Seminggu sekali kita berkumpul di gereja, mengulang ritual yang sama-sama lagi. Pernahkah kita mencari tahu makna di baliknya? Kami dari tim liturgi telah lama membawa kerinduan untuk mensosialisasikan makna setiap tindakan yang kita lakukan di kebaktian Minggu, agar kita bisa menjalankan kebaktian Minggu dengan lebih bermakna. Tidak hanya menjadi pengikut pasif yang duduk-berdiri-duduk-salaman di ibadah Minggu, tetapi menjadi jemaat yang aktif dan memahami makna di balik ritual. Percayalah, niscaya ibadah kita akan terasa lebih berbeda!

Maka, berbekal kerinduan ini, kami merancang minggu ini dan empat minggu ke depan sebagai Bulan Liturgi GKI Kelapa Cengkir. Kami akan menghadirkan terbitan khusus ini sebagai pendampingan bagi jemaat sekalian dalam meraih ibadah yang lebih khusuk dan mengena. Selamat menghayati liturgi gereja

God Bless,
Tim Liturgi GKI KC


Liturgi
Oleh: Andar Ismail
“Apa liturgi untuk besok sudah siap?” “Aduh. liturgi tadi pagi panjang betul.” “Mana cukup mencetak liturgi cuma 200 lembar?” Dalam ketiga ucapan ini kata liturgi digunakan dalam arti yang keliru.

Apa itu liturgi? Sekitar 400 tahun sebelum kelahiran Kristus, kata itu sudah lazim dalam budaya Yunani-Romawi. Kata leitourgia (leos= rakyat, ergon = kerja) berarti kerja bakti yang dilakukan penduduk kota. PAda zaman itu liturgi berarti apa yang dibaktikan seseorang bagi kepentingan kehidupan bersama. Kemudian liturgi juga berarti pajak yang dibayar oleh warga negara. Sekitar tahun 300 SM kaya liturgi mendapat arti lain, yakni ibadah dalam kuil. Beberapa ratus tahun kemudian para pengarang Perjanjian Baru memakai kata liturgi untuk ibadah atau kebaktian kepada Tuhan. Dalam Kisah Para Rasul 13:2 tertulis: “Pada suatu hari ketika mereka beribadah (Yunani: leitourgounton) kepada Tuhan…” Dari situ kita sekarang mengenal kata liturgi dalam arti tata ibadah.

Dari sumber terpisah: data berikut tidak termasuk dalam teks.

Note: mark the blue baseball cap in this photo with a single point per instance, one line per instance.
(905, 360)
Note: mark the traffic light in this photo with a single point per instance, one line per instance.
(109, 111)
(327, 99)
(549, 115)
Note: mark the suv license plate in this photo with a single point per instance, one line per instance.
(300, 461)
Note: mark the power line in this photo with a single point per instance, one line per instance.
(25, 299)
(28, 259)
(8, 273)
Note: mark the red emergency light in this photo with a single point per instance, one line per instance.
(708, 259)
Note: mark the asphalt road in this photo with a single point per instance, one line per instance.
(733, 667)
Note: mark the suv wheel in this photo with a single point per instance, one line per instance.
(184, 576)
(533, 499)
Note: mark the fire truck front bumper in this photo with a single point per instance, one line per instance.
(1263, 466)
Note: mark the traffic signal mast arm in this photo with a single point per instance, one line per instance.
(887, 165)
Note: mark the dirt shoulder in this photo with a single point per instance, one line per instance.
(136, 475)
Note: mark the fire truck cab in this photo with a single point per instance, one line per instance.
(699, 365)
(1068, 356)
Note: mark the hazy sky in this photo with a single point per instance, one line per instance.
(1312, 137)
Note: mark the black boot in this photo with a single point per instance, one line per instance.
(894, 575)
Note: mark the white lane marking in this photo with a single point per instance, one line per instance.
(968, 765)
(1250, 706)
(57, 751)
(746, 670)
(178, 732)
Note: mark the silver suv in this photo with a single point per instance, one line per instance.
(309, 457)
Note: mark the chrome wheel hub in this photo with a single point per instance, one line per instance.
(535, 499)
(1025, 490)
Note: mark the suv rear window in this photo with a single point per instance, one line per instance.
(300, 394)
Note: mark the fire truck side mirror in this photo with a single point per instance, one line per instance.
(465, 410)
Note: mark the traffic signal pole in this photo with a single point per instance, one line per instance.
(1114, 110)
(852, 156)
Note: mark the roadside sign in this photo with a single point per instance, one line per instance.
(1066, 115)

Liturgi adalah kaidah untuk ibadah, aturan untuk ibadah dan tata cara untuk ibadah. Dengan liturgi kita beribadah dengan persiapan dan pemahaman, bukan secara dadakan atau asal-asalan. Dengan demikian, kita menyanyi bukan asal bunyi atau berdoa bukan asal ngomong. Dengan demikian ibadah menjadi tertib, teratur, dan khidmat. Itulah maksud Rasul Paulus ketika ia berpesan bahwa ibadah “harus berlangsung dengan sopan dan teratur” (1 Kor 14:40).